I guess I feel like more should have happened by now - besides the death of a parent, a miscarriage, and a rather startling collection of breakups. But you really can’t measure your life in Facebook events. Because that is a soul-withering road.
We all want the highlight reel, the one we’ve decided will make us happy. The partner, the baby, the job, the shiny accomplishment that looks oh-so-slick in a snappy bio.
But does all this really make us happy? Oh yes, absolutely. In moments. I imagine some of the very best moments in life are holding your baby for the first time or feeling so deeply grateful for what helped land your goal or marrying your person in a haze of mutual adoration. But these highlights, these moments, don’t necessarily equal a lifetime of bliss.
Any moment can bring joy. Even the painful ones, the ones that crack you open. Because eventually you’ll learn how to mend the pieces. How to put yourself back together like Humpty-Dumpty did after the king’s men wandered off and the story ended. Or you’ll realize that the scars have healed themselves, as wounds often do. The lightness that follows pain is its own joy.
My highlight reel feels a little sparse - and, yes, I do care about that perceived paucity - but my soul hasn’t withered. I’ve tended to it, often relentlessly. Just as I’ve tended to my heart. Both have been filled with light, and the cracks filled with gold.
One thing I have learned: Those of us who are deeply sensitive, who feel a lot, who process a lot, who sometimes think we are doing nothing with our lives but feeling and processing - we aren’t just feeling and processing for ourselves. We’re feeling and processing for everyone.
It may feel like you’re just sitting in your bedroom crying - but you are feeling for the entire world.
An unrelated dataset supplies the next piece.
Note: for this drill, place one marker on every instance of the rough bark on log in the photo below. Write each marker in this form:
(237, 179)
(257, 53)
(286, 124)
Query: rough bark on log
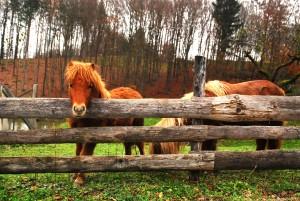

You are healing thousands of people, maybe even millions.
When you process that heartbreak, you are making the heartbreak of others easier to bear. When you feel that grief, you are easing the pain for others on the planet. For those who may not have the luxury of time or access to the tools that we have.
It won’t win us any awards or commendations, no one can even prove we’re doing it (yet) - but I would argue that this is some of the most important work a human person can do.
Lately, whenever I work with a client and they ask why it feels so hard, why the world feels so heavy right now, I always receive the same answer: Because you aren’t just feeling for yourself, you’re feeling for the world. Because you aren’t just healing for yourself, you’re healing for the world.
It’s so easy to forget that this applies to me too. To get down on myself for not having done more, having been more. But shame has no place in light, and it doesn't get to take any more of mine.
You’ve probably heard the term lightworker, and if you’re reading this right now, chances are good that you are one. Because you’re infusing this planet with much-needed light and desperately-sought love. Even when you don’t know you’re doing it.
Next time you’re feeling sad or lost or unsure, pull light into the experience. Imagine light filling your dented heart. Pour light over a tricky situation. Ask for light to be applied to any moment, any event, any hurt. You don’t even have to do it yourself, you just have to request that it be done - and it will be.
Light. You have it. I have it. No matter what our Facebook feeds look like.
(That said, I really hope 38 is the year my highlight reel gets dusted off and starts rolling again.)